Черные волосы и милые глаза, кожа, пострадавшая хуже, чем от следов сыпи у Валентинелли, его левая рука была кривой и висела с плеча, что было выше, хорошие ноги были бы завистью многих людей времен Убийцы жен, когда придумали носить чулки. Его пальцы были тонкими, а зубы — кривыми.
Такой была цена исцеления у главного. Или это избиения в детстве так исказили его, и исцеление полилось в него, как вода в надбитую чашку.
«Свет еще сияет, хоть сосуд и странный», — сказал он как-то, и Эмма, смеясь, поцеловала его твердый горячий лоб.
«Ты и твой свет. Чем он тебе помог?» — она не упустила вспышку боли в его темном взгляде тогда, но почти не обратила внимания. А потом увидела, как он смотрит в стороне на Бал шарма ее школьных лет, его лицо тогда было открытой книгой, а Эмма была в руках Левеллина Гвинфуда и смеялась.
Она редко сожалела, но порой… И после того бала Ким Рудьярд и Ллев кричали в мужской половине спален.
«Ким был бы рад узнать, что расстроил меня».
— Спасибо, — она поправила перчатки и замерла. — Я надеялась, ты будешь здесь.
— И я тут, — его улыбка была ироничной, без веселья, показывала желтые зубы. — Принеси чай, Строглин, вот так. Мы будем в библиотеке, — руки целителя напряглись, кости выпирали на костяшках. Он тряхнул ими, чуть скривившись, и она мысленно скривилась.

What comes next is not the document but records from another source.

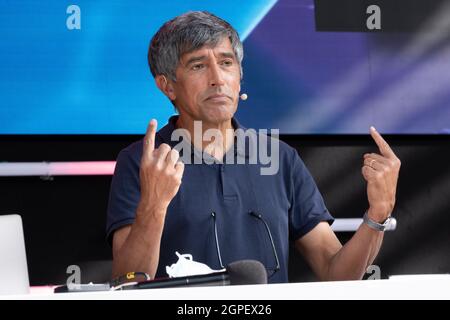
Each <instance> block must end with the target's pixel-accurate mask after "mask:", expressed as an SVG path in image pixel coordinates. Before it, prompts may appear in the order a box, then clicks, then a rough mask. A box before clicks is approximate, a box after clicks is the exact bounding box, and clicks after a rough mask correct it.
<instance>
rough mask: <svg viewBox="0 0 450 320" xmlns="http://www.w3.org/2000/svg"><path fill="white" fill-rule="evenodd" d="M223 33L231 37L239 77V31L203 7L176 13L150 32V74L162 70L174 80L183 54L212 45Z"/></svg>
mask: <svg viewBox="0 0 450 320" xmlns="http://www.w3.org/2000/svg"><path fill="white" fill-rule="evenodd" d="M223 37H228V38H229V39H230V42H231V47H232V48H233V51H234V54H235V56H236V59H237V60H238V62H239V68H240V71H241V78H242V76H243V72H242V59H243V58H244V50H243V48H242V43H241V40H240V39H239V35H238V34H237V32H236V30H235V29H234V28H233V27H232V26H231V25H230V24H229V23H228V22H226V21H225V20H222V19H220V18H219V17H217V16H215V15H213V14H211V13H209V12H206V11H190V12H187V13H185V14H183V15H180V16H178V17H175V18H174V19H172V20H170V21H168V22H166V23H165V24H164V25H163V26H162V27H161V28H160V29H159V30H158V32H157V33H156V34H155V35H154V36H153V38H152V40H151V42H150V46H149V49H148V65H149V66H150V71H151V72H152V75H153V77H155V76H156V75H160V74H161V75H165V76H167V77H169V78H170V79H172V80H173V81H176V75H175V71H176V69H177V67H178V63H179V62H180V58H181V56H182V55H183V54H185V53H190V52H192V51H195V50H197V49H200V48H201V47H203V46H205V45H208V46H212V47H214V46H216V45H217V44H218V43H219V42H220V41H221V40H222V39H223Z"/></svg>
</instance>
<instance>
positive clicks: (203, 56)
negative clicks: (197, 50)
mask: <svg viewBox="0 0 450 320" xmlns="http://www.w3.org/2000/svg"><path fill="white" fill-rule="evenodd" d="M219 56H220V57H221V58H231V59H235V58H236V57H235V55H234V53H233V52H228V51H224V52H220V53H219ZM205 59H206V56H205V55H203V56H193V57H191V58H189V60H188V61H186V63H185V66H186V67H187V66H189V65H190V64H192V63H194V62H199V61H203V60H205Z"/></svg>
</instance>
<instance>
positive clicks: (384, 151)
mask: <svg viewBox="0 0 450 320" xmlns="http://www.w3.org/2000/svg"><path fill="white" fill-rule="evenodd" d="M370 135H371V136H372V138H373V140H375V143H376V144H377V146H378V148H379V149H380V152H381V154H382V155H383V156H385V157H387V158H394V157H395V153H394V151H392V149H391V147H390V146H389V144H388V143H387V142H386V140H384V139H383V137H382V136H381V135H380V134H379V133H378V131H377V130H376V129H375V128H374V127H370Z"/></svg>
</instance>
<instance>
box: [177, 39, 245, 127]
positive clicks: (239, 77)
mask: <svg viewBox="0 0 450 320" xmlns="http://www.w3.org/2000/svg"><path fill="white" fill-rule="evenodd" d="M176 78H177V81H176V82H174V83H173V89H174V98H175V99H174V102H175V104H176V106H177V108H178V110H179V112H180V115H181V116H185V115H187V116H189V118H191V119H192V120H201V121H203V122H204V123H209V124H212V125H214V124H219V123H223V122H225V121H228V120H230V119H231V118H232V117H233V115H234V113H235V112H236V109H237V104H238V99H239V91H240V89H241V88H240V80H241V75H240V67H239V63H238V61H237V59H236V56H235V54H234V51H233V49H232V47H231V43H230V40H229V39H228V38H227V37H225V38H223V40H222V41H220V42H219V43H218V44H217V46H215V47H214V48H212V47H208V46H204V47H202V48H200V49H198V50H196V51H193V52H190V53H186V54H184V55H183V56H182V57H181V59H180V64H179V66H178V68H177V70H176Z"/></svg>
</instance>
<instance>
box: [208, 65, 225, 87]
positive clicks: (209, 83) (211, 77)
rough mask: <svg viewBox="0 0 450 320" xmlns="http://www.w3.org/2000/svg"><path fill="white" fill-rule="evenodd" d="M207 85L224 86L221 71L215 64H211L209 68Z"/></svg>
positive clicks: (211, 86) (212, 86)
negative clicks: (209, 71)
mask: <svg viewBox="0 0 450 320" xmlns="http://www.w3.org/2000/svg"><path fill="white" fill-rule="evenodd" d="M209 84H210V86H211V87H216V86H223V85H224V84H225V82H224V80H223V74H222V70H221V69H220V66H219V65H217V64H213V65H212V66H211V68H210V80H209Z"/></svg>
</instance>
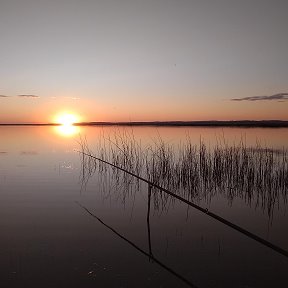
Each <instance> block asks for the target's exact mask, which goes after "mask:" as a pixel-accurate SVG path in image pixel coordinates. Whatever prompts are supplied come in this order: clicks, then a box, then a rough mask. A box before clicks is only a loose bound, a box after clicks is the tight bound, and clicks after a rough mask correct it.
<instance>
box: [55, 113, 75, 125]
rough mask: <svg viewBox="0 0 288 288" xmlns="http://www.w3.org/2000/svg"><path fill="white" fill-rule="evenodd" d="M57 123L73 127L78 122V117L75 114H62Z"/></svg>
mask: <svg viewBox="0 0 288 288" xmlns="http://www.w3.org/2000/svg"><path fill="white" fill-rule="evenodd" d="M56 122H57V123H58V124H60V125H63V126H72V125H73V124H74V123H77V122H78V117H77V116H76V115H75V114H68V113H65V114H61V115H59V116H58V117H57V118H56Z"/></svg>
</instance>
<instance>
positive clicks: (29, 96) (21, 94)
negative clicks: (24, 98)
mask: <svg viewBox="0 0 288 288" xmlns="http://www.w3.org/2000/svg"><path fill="white" fill-rule="evenodd" d="M18 97H26V98H39V97H40V96H37V95H30V94H21V95H18Z"/></svg>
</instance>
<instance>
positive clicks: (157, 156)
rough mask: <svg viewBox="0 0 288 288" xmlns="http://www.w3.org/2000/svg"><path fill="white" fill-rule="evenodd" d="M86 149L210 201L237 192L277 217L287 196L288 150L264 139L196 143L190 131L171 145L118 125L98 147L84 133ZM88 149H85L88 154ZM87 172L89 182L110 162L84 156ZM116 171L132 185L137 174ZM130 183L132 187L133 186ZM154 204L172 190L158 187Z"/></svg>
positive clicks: (186, 197) (87, 180)
mask: <svg viewBox="0 0 288 288" xmlns="http://www.w3.org/2000/svg"><path fill="white" fill-rule="evenodd" d="M79 144H80V147H81V150H82V152H85V153H87V154H91V155H94V156H97V157H98V158H101V159H103V160H105V161H107V162H110V163H112V164H113V165H115V166H118V167H121V168H123V169H125V170H127V171H130V172H132V173H134V174H137V175H139V176H141V177H143V178H145V179H148V180H149V181H151V182H153V183H155V184H157V185H159V186H161V187H163V188H166V189H168V190H170V191H174V192H175V193H177V194H179V195H181V196H182V197H185V198H186V199H188V200H193V201H200V200H205V201H210V200H211V199H212V198H213V197H214V196H217V195H221V196H222V197H224V198H226V199H227V200H228V201H229V203H230V204H232V202H233V200H234V199H235V198H240V199H243V200H244V201H245V202H246V203H247V204H249V205H252V204H253V205H254V206H255V208H258V207H260V208H261V209H262V210H263V211H265V212H267V214H268V216H269V217H270V218H271V217H272V215H273V210H274V208H275V207H277V204H278V205H279V203H280V202H282V200H281V199H283V201H284V202H285V203H286V202H287V192H288V152H287V149H284V148H283V149H282V150H275V149H272V148H269V147H262V146H261V145H260V144H259V143H256V145H255V146H253V147H252V146H251V147H250V146H247V145H246V143H245V141H243V140H241V141H240V142H239V143H238V144H234V145H228V144H227V143H226V141H222V143H219V142H218V143H217V144H216V146H214V147H212V148H211V147H208V146H207V145H206V144H205V142H204V141H203V140H202V139H200V141H199V144H198V145H195V144H193V143H192V141H191V139H190V138H189V137H187V139H186V141H185V142H184V143H180V144H179V145H170V144H167V143H165V142H164V140H163V139H161V137H160V136H158V138H157V139H156V140H155V141H154V142H153V143H152V144H149V145H145V146H143V145H142V144H141V141H138V140H136V139H135V137H134V135H133V132H128V130H123V131H120V130H118V131H116V132H115V133H114V135H112V136H111V135H109V136H108V137H106V136H105V135H104V134H103V135H102V136H101V137H100V139H99V143H98V145H97V146H96V149H95V151H94V153H92V151H91V150H90V148H89V146H88V144H87V141H86V139H85V138H81V139H80V142H79ZM82 155H83V154H82ZM82 168H83V169H82V178H83V182H82V183H86V182H87V181H88V180H87V179H89V177H91V176H92V175H93V174H94V173H95V172H96V170H97V171H99V172H101V173H102V174H103V173H104V174H105V173H107V172H108V170H109V167H107V165H105V164H103V163H101V162H97V161H95V160H93V158H91V157H85V156H82ZM111 177H113V178H114V179H116V181H118V183H120V181H122V183H124V184H125V183H126V184H127V185H128V186H129V185H130V183H131V182H132V181H134V180H133V179H132V178H131V176H129V175H126V174H125V173H124V174H123V173H122V172H121V171H120V170H118V169H116V168H112V173H111ZM127 185H126V187H127ZM153 194H154V206H155V207H156V208H157V207H160V206H161V205H162V208H163V206H165V205H166V204H167V202H169V196H168V195H165V194H163V193H161V192H159V191H158V193H157V196H156V194H155V193H153Z"/></svg>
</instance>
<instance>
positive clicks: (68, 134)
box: [55, 113, 79, 137]
mask: <svg viewBox="0 0 288 288" xmlns="http://www.w3.org/2000/svg"><path fill="white" fill-rule="evenodd" d="M77 122H79V117H78V116H77V115H76V114H72V113H61V114H58V116H56V117H55V123H56V124H58V125H57V126H56V127H55V131H56V132H57V134H59V135H61V136H64V137H72V136H74V135H76V134H77V133H79V127H78V126H74V124H75V123H77Z"/></svg>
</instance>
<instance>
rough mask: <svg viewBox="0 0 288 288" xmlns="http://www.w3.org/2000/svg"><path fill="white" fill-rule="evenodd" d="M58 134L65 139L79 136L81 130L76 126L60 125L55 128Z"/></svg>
mask: <svg viewBox="0 0 288 288" xmlns="http://www.w3.org/2000/svg"><path fill="white" fill-rule="evenodd" d="M55 131H56V132H57V134H59V135H60V136H63V137H72V136H75V135H76V134H79V132H80V129H79V127H78V126H74V125H60V126H56V127H55Z"/></svg>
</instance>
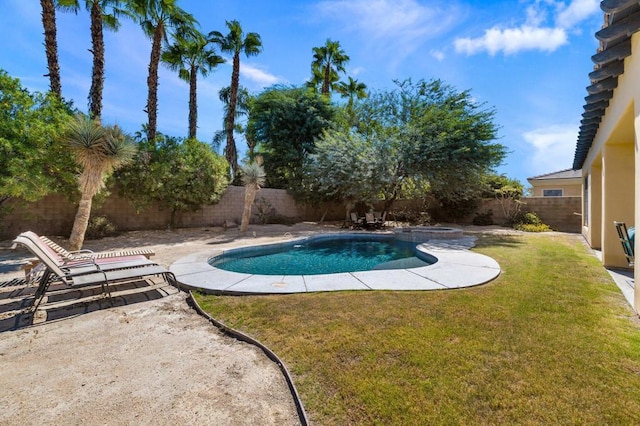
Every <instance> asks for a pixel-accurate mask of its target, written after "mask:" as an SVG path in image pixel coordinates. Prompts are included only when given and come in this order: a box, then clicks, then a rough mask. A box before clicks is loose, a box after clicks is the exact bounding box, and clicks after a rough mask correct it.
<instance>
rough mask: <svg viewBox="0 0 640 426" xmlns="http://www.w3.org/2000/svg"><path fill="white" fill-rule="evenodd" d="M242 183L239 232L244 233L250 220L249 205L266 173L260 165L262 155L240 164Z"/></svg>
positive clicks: (263, 169)
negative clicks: (242, 192)
mask: <svg viewBox="0 0 640 426" xmlns="http://www.w3.org/2000/svg"><path fill="white" fill-rule="evenodd" d="M241 170H242V183H243V184H244V210H243V211H242V222H241V223H240V233H241V234H243V235H244V234H246V233H247V228H248V227H249V221H250V220H251V206H252V205H253V201H254V200H255V198H256V194H257V193H258V191H259V190H260V187H262V186H264V183H265V178H266V175H265V173H264V167H262V157H258V158H257V159H256V160H255V161H252V162H251V163H249V164H247V165H245V166H242V167H241Z"/></svg>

«Они еще беспокоят его», — в ее горле был горячий комок.
— Спасибо, но времени нет. Его мало, и…
— Для главной ты очень спешишь, — отметил он, студент что-то пролепетал и поспешил за чаем. — Веди своего Щита. Он похож на народ.
«Нет».
— Возможно, — она оставила это так. Он вежливо относился к Микалу, что делали редкие, ведь он совершил непростительное, подозревался в убийстве главного, которому служил. — Болезнь. И она не волшебная. И она ударила внезапно…
— И все же, — он оставил ужасную привычку перебивать ее. — Ничто не лечится в спешке. Идем.
* * *
— Ясно, — Томас устроился в стуле, сделанном для его спины. Его библиотека была высокой и узкой, а он был широким и кривым. Большие книги в кожаных обложках на полках из розового дерева дрожали от секретов. Многие были великими текстами Белой дисциплины — исцеление, созидание, именование — хотя у именования не было цвета, оно служило, чтобы описать. Главные ветви исцеления были представлены почти ровно: трисмегистусианцы, гипократиане, и почти серые гипатиане, а еще смущающие гностики, которые праздновали из-за болезни. Некоторые тексты поменьше были яркими, как камни, и дорогими, травы и трактаты о теле и жидкостях, рисунки анатомии из учений Михаэля Анжело, учения о разных болезнях и рисунки попыток лишить смерть приза.